Given the ubiquitous nature of this virus and the significant effects it has on feline health, there has been a lot of research focused on identifying an effective treatment option for infected cats. LCTI has been promoted as a potential therapy for FeLV in cats, and perhaps a brief description of the rationale for the investigation of this drug may be helpful as a first step in answering your question.
A vital component of the immune system is the activity of a variety of white blood cells (WBC), which respond to invasion of the body by foreign organisms and viruses by directly attacking these invaders and/or by producing proteins (such as antibodies) that ultimately result in their neutralization and removal.

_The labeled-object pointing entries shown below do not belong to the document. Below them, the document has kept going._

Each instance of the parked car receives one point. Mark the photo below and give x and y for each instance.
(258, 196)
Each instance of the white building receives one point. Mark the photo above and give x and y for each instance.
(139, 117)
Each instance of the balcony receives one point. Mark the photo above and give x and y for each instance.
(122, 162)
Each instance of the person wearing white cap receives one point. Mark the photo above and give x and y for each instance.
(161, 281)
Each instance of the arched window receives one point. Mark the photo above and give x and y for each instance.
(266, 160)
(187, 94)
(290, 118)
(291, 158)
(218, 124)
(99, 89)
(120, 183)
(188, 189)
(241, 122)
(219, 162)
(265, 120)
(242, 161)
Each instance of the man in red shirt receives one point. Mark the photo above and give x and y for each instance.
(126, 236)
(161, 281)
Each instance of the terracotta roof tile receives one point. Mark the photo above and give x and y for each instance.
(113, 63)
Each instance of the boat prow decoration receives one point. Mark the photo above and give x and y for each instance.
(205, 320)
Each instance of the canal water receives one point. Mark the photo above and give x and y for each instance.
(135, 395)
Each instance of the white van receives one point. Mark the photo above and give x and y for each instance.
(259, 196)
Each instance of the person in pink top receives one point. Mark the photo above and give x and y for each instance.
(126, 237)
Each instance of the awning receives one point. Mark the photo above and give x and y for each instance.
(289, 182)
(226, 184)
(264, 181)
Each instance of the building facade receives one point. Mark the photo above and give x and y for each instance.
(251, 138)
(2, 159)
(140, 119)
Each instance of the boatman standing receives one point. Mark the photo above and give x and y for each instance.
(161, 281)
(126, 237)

One type of white blood cell called a T cell (because it matures in an organ called the thymus) has receptors on its surface that recognize foreign (non-self) organisms and either directly attack the offender or assist in mounting a response by producing chemicals that attract other WBCs or by presenting the offending organism to other components of the immune system for identification as a foreign entity to be destroyed.
Compounds produced by WBCs to communicate with and/or activate other WBCs are called cytokines. LCTI is a cytokine in the class of what are termed “immune modulators” that some manufacturers have claimed activates a type of white blood cell called a CD8 cytotoxic (cell killing) T cell, inducing it to attack and destroy FeLV-infected cells. There have also been claims that LCTI leads to clinical improvement in FeLV-infected cats. These claims have not, to my knowledge, been substantiated by rigorous scientific, peer-reviewed studies. For these reasons, we do not consider LCTI to be an efficacious means of treating cats with FeLV infection.
While there is currently no proven cure for FeLV infection in cats, it is important to reiterate that cats with FeLV infection can often be managed for long periods of time by taking preventive measures such as appropriate prophylaxis against intestinal parasites and biannual visits to the veterinarian and by addressing problems such as secondary bacterial infections and anemia that may arise aggressively.
Of course, it is important to protect the health of other cats by taking appropriate measures such as isolation of FeLV cats (or cats of unknown FeLV status) from non-vaccinated FeLV negative cats, by vaccinating cats at risk for FeLV infection, and by keeping cats indoors so that they do not infect other outdoor cats. Please speak with your veterinarian about the means by which you can prolong the lives of cats infected with FeLV while protecting other cats from being infected.
I hope that this is helpful, and that this note finds you and your kitty well. Best regards, and please keep in touch.